一种s western economies emerge from the pandemic, their governments face a choice: do they seek to address the profound problems that Covid exposed, or try to return to “business as usual” as quickly as possible? Their problem is that many of the issues exacerbated by the pandemic, such as wage stagnation, precarious work and rising inequality are not bugs in an otherwise well-functioning system, but inevitable outcomes of the way that western economies are now organised. So a business-as-usual approach simply won’t work. Much more fundamental change is needed.
The US government seems to recognise this. Joe Biden’s economic plans are a radical departure from the era that stretches from Reagan to Obama, when governments sought to keep taxes and public spending low and focused principally on globalised trade and the education and training of the workforce. Unlike his predecessors, Biden is pursuing large-scale public spending and taking advantage of ultra-low interest rates to borrow for infrastructure investment. His stimulus plans target the climate crisis while creating green jobs and expanding health, education and childcare – the “social infrastructure” that is essential to the economy but has often been ignored by mainstream economists.
Biden is not afraid to raise taxes either.
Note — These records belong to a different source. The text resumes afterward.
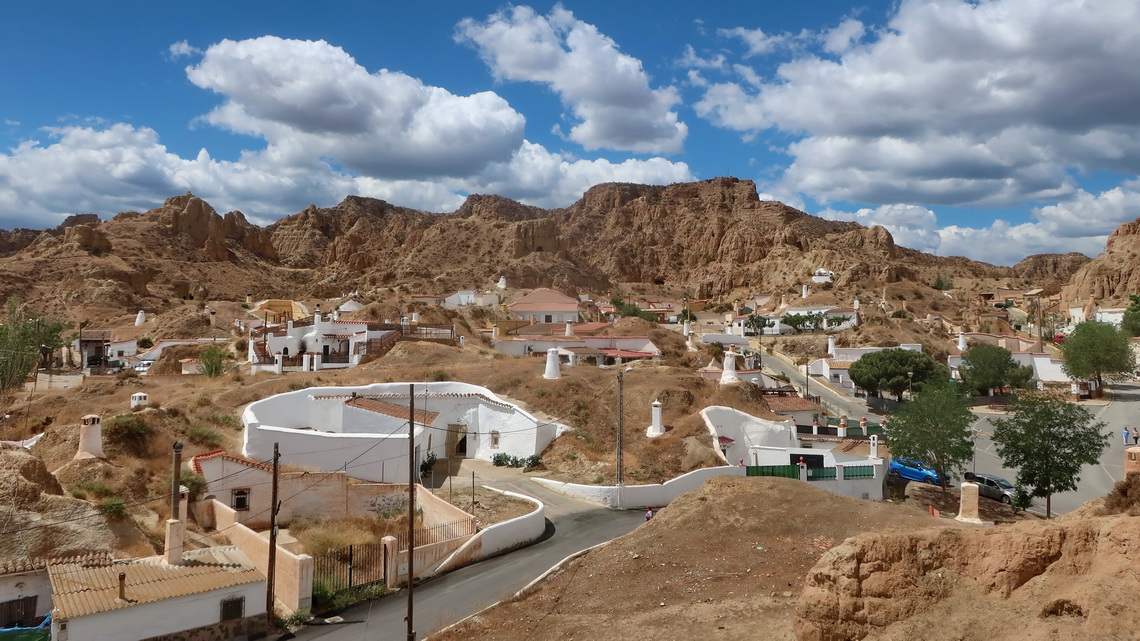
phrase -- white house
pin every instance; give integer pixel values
(545, 306)
(759, 441)
(216, 593)
(365, 429)
(315, 343)
(25, 593)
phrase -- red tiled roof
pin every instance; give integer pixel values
(391, 410)
(196, 462)
(544, 300)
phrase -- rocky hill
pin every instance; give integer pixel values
(714, 238)
(1113, 275)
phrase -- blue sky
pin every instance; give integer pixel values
(990, 129)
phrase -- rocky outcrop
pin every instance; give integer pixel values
(1114, 275)
(1050, 267)
(40, 521)
(971, 583)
He has proposed significant hikes to corporation tax and the top rate of income tax, and a near doubling of capital gains tax. In the labour market, his administration is committed to running what the US Treasury secretary Janet Yellen calls a “high-pressure economy”, where sustained demand pushes wages up and improves working conditions. He is also taking on big business, introducing a raft of measures to clamp down on anti-competitive practices by monopolistic corporations.
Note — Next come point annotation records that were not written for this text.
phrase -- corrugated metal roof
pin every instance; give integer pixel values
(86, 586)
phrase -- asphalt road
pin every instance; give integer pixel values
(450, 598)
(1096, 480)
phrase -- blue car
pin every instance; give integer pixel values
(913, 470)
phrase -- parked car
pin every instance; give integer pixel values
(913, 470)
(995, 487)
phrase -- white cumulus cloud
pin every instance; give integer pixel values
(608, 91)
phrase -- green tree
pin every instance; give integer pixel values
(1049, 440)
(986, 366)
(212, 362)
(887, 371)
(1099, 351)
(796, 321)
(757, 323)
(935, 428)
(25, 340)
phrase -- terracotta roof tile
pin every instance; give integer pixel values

Biden’s policies have surprised many, but they did not emerge from thin air. His administration has drawn on a wealth of new thinking that has emerged in response to the economic crises of the last decade. 这 2008 global crash demonstrated that a new form of capitalism dominated by finance had become deeply unstable. This was followed by long years of austerity and slow growth, stagnating wages, stalling productivity and extreme inequality. 同时, climate and environmental breakdown threatens catastrophe for even the richest economies. Grappling with these problems, a growing number of economists have explicitly rejected the orthodoxy of free markets and hands-off government that has dominated western economic policy over the past 40 年.
Some of their ideas revive the economics of John Maynard Keynes, who saw that government spending is needed to stimulate demand for goods and services during a recession. 最近, most economists have recognised that in an era of ultra-low interest rates, fiscal policy – spending and taxation – should play a major role in how the economy is managed. Many also now acknowledge that there are no absolute constraints on public debt. As long as low interest rates keep the cost of borrowing affordable, and borrowing is used to fund investment (which raises future national income and therefore brings in more taxes), the ratio of debt to GDP will ultimately fall. By contrast, trying to reduce debt through austerity policies is self-defeating and harmful, as the last decade has proved.
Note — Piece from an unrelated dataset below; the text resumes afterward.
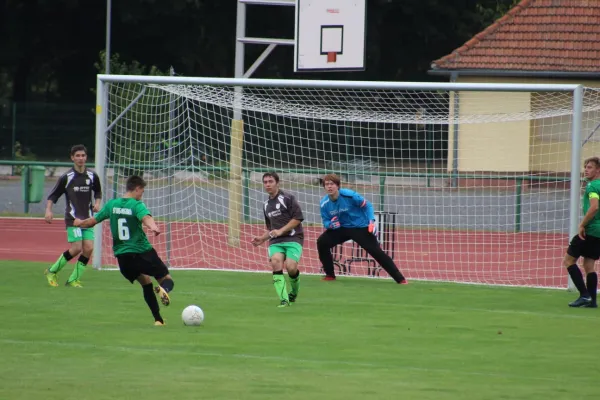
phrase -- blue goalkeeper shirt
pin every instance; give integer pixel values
(352, 210)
Economic thinking is shifting in response to the climate and nature crises. It is no longer sufficient to use a few market-based environmental taxes and product regulations. To achieve net-zero emissions, the whole economy needs to be geared towards these goals. At the same time an active industrial strategy is needed to support greener technologies and consumption patterns, 和 job creation programmes for workers and communities adversely affected by the green transition.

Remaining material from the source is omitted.